Video screens are made up of hundreds of thousands of pixels that display different colors to form the images. With current technology, each of these pixels contains three subpixels — one red, one green, and one blue. A new method was developed to tune the color of the subpixels. The new color-changing surface could lead to three times the resolution for televisions, smartphones, and other devices.

By applying differing voltages, the color of individual subpixels can be changed to red, green, or blue — the RGB scale — or gradations in between; for example, a red subpixel can be changed to blue. Traditional displays require three static color filters to show the full RGB color; in the new display, a single subpixel-less pixel can be tuned across a given color gamut.

By eliminating the three static subpixels that currently make up every pixel, the size of individual pixels can be reduced by three. Three times as many pixels means three times the resolution. That would have major implications for augmented reality and virtual reality headsets that need very high resolution because they’re so close to the eye. And because there would no longer be a need to turn off some subpixels to display a solid color, the brightness of screens could be much greater.

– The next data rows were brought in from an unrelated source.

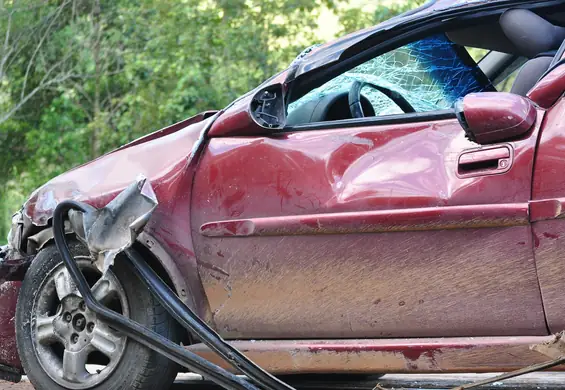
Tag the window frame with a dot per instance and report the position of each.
(440, 114)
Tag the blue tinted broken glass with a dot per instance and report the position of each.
(431, 74)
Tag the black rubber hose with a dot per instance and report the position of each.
(187, 318)
(131, 328)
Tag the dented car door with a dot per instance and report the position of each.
(366, 231)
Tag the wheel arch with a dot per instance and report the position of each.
(151, 250)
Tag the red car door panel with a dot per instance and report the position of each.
(373, 231)
(547, 213)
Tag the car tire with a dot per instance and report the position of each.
(137, 366)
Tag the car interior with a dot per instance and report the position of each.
(520, 45)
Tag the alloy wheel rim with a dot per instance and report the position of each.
(67, 336)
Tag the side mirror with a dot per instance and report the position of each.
(490, 117)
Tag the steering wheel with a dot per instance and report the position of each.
(355, 98)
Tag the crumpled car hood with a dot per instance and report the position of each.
(159, 156)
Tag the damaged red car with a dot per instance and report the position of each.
(385, 204)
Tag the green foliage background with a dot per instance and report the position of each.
(81, 77)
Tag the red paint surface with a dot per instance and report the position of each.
(165, 161)
(497, 116)
(281, 278)
(436, 218)
(549, 231)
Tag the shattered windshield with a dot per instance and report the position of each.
(431, 74)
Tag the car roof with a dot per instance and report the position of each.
(317, 57)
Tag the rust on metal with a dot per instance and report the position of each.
(418, 219)
(366, 356)
(554, 348)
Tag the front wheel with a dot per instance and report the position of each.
(63, 345)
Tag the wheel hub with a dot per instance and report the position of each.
(70, 325)
(67, 335)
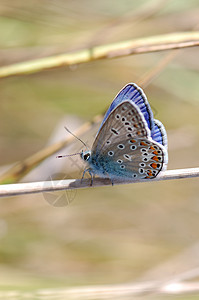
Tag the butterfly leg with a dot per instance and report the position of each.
(91, 174)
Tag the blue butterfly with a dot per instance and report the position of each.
(130, 143)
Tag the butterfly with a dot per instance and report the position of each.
(130, 143)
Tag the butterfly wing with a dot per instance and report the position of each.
(124, 148)
(134, 94)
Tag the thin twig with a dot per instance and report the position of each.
(136, 46)
(100, 292)
(71, 184)
(20, 169)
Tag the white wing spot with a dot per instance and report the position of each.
(113, 130)
(133, 147)
(110, 153)
(121, 146)
(120, 161)
(142, 164)
(127, 157)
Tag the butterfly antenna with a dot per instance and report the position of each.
(75, 136)
(60, 156)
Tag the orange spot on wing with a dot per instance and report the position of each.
(152, 148)
(155, 158)
(154, 165)
(155, 152)
(143, 144)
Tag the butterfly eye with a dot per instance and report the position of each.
(86, 156)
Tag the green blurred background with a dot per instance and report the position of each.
(108, 235)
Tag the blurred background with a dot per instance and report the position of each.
(109, 235)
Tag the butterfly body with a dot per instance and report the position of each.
(130, 144)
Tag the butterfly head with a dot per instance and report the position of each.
(85, 155)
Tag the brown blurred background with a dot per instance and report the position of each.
(106, 235)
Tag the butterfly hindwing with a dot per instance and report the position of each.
(123, 147)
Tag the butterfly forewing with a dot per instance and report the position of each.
(124, 122)
(124, 148)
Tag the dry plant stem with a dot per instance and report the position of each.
(136, 46)
(19, 170)
(8, 190)
(22, 168)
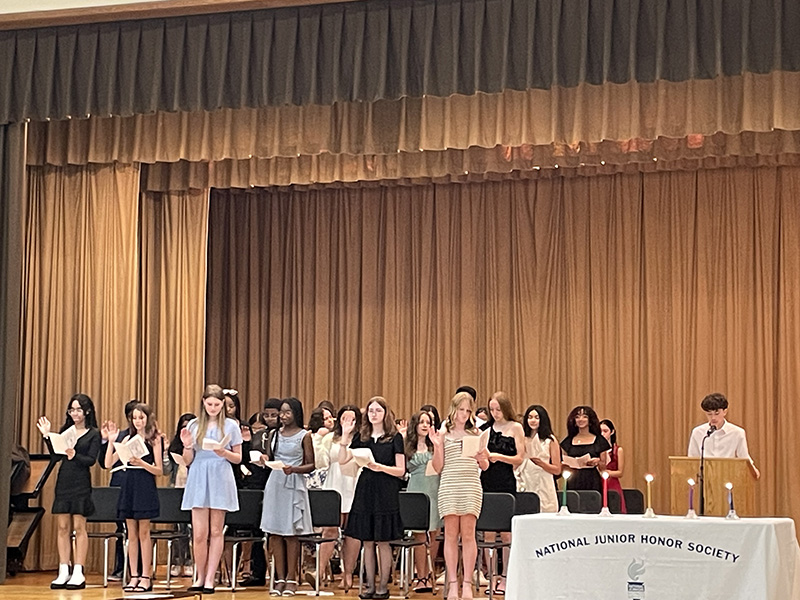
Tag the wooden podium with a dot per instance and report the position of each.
(718, 472)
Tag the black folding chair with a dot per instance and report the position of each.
(527, 503)
(170, 512)
(415, 513)
(105, 501)
(591, 501)
(634, 501)
(496, 513)
(326, 511)
(573, 501)
(247, 518)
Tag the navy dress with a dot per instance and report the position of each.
(138, 496)
(375, 514)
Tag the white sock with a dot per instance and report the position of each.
(63, 575)
(77, 575)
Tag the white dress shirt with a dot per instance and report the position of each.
(729, 441)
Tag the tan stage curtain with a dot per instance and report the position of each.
(534, 117)
(80, 303)
(113, 305)
(638, 294)
(174, 243)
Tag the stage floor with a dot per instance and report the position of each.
(36, 586)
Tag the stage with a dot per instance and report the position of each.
(36, 586)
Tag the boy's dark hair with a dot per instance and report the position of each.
(714, 401)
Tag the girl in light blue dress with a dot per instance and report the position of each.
(210, 489)
(286, 511)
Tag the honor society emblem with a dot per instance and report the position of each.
(635, 587)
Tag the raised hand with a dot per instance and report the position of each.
(186, 438)
(43, 425)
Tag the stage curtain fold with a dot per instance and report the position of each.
(79, 305)
(373, 49)
(589, 114)
(777, 148)
(174, 242)
(635, 293)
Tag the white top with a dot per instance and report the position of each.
(729, 441)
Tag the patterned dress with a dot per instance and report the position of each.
(460, 491)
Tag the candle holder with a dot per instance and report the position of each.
(605, 512)
(732, 516)
(564, 508)
(690, 513)
(649, 513)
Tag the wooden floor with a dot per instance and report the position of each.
(36, 586)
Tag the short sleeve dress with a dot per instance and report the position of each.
(375, 514)
(589, 478)
(460, 491)
(138, 496)
(210, 483)
(286, 509)
(73, 494)
(418, 481)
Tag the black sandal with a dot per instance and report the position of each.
(140, 588)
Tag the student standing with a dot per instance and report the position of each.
(210, 487)
(73, 495)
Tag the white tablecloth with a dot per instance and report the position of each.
(671, 558)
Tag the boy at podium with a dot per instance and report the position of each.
(722, 439)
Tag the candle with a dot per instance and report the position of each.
(649, 479)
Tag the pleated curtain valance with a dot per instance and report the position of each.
(373, 50)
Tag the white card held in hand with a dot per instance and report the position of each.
(363, 456)
(472, 444)
(576, 463)
(178, 458)
(62, 441)
(256, 456)
(130, 448)
(209, 444)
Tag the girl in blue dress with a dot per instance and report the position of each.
(210, 490)
(138, 496)
(286, 511)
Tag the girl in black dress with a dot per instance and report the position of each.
(506, 448)
(375, 515)
(138, 497)
(584, 437)
(73, 497)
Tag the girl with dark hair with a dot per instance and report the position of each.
(73, 495)
(585, 444)
(210, 486)
(419, 452)
(542, 458)
(342, 477)
(615, 461)
(286, 511)
(375, 515)
(434, 413)
(138, 497)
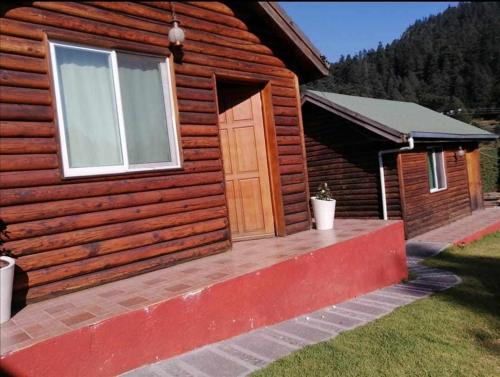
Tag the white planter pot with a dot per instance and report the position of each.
(6, 281)
(324, 213)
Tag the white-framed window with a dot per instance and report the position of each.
(116, 111)
(436, 169)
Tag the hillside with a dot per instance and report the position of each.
(445, 62)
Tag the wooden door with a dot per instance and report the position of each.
(474, 176)
(245, 162)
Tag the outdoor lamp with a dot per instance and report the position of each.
(176, 35)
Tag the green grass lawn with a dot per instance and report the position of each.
(452, 333)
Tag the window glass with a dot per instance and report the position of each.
(436, 169)
(115, 111)
(431, 170)
(144, 111)
(440, 174)
(89, 107)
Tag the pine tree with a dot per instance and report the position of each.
(441, 59)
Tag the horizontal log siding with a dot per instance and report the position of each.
(72, 234)
(424, 210)
(339, 153)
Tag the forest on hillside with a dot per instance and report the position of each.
(446, 62)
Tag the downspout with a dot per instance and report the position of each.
(410, 146)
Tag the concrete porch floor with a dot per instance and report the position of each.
(244, 354)
(298, 264)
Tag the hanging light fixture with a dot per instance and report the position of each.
(176, 35)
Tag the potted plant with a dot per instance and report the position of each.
(7, 265)
(323, 207)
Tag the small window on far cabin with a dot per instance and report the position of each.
(436, 169)
(116, 111)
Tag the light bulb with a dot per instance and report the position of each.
(176, 34)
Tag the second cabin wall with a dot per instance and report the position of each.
(345, 156)
(72, 234)
(425, 211)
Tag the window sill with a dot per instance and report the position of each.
(438, 190)
(130, 172)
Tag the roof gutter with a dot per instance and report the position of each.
(411, 145)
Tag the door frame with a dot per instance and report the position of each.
(472, 156)
(271, 143)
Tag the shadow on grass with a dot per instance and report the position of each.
(479, 292)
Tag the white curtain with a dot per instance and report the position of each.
(89, 108)
(143, 109)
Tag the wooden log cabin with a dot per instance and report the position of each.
(121, 154)
(392, 160)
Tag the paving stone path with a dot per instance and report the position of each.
(246, 353)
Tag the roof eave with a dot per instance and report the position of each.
(450, 136)
(296, 36)
(354, 117)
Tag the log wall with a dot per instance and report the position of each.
(70, 234)
(424, 210)
(345, 156)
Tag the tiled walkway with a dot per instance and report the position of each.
(244, 354)
(428, 243)
(50, 318)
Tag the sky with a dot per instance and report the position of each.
(341, 28)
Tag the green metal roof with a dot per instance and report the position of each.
(396, 117)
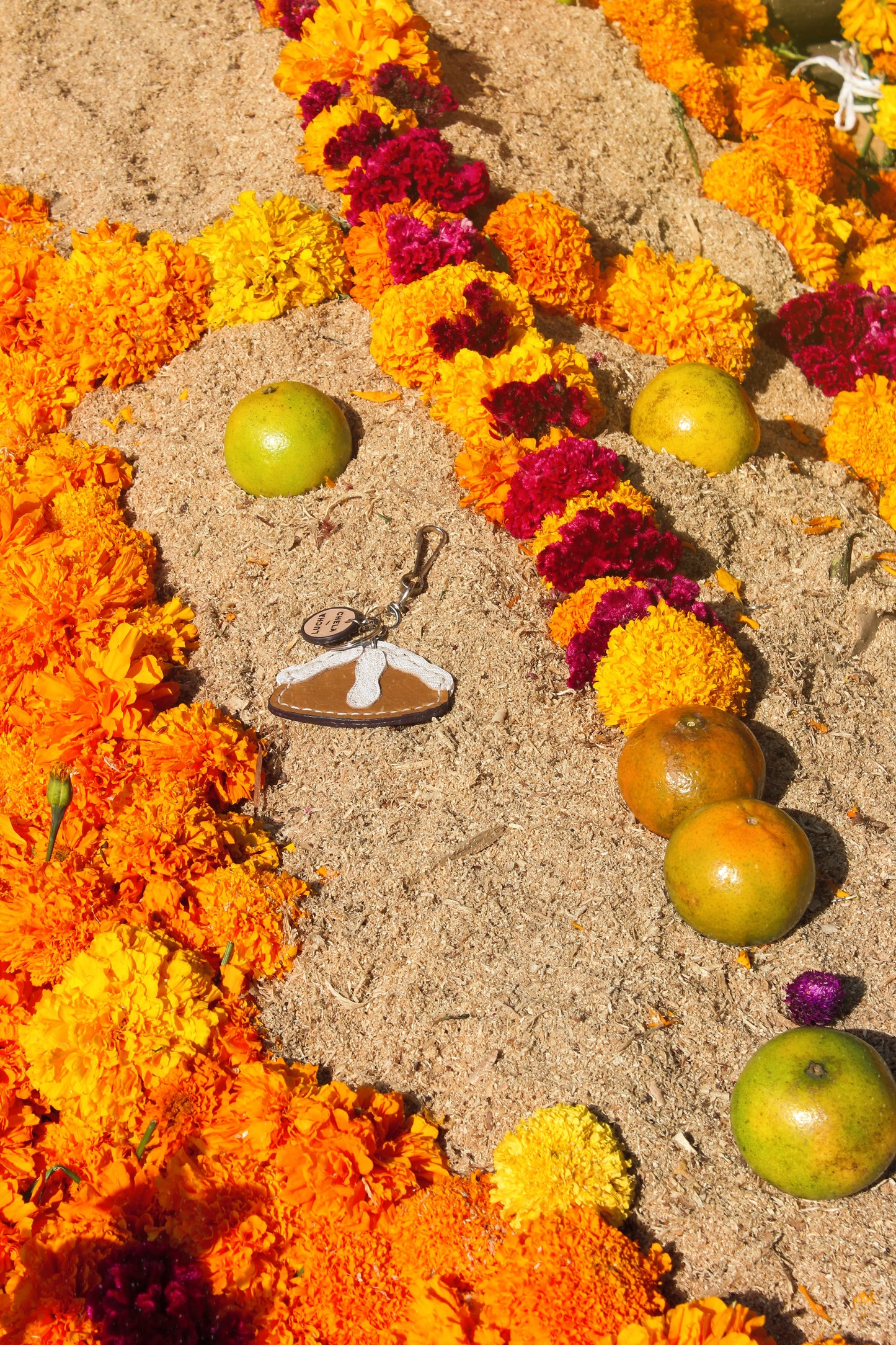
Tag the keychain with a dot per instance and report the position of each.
(360, 681)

The inventors created an embossed nanostructure surface resembling an egg crate, covered with a skin of reflective aluminum. Several variations of this nanostructure were required to achieve the full range of colors. Modifying the roughness of the surface allowed a full range of colors to be achieved with a single nanostructure. The nanostructure surface can be easily integrated with existing display technology, so the underlying hardware wouldn’t need to be replaced or re-engineered.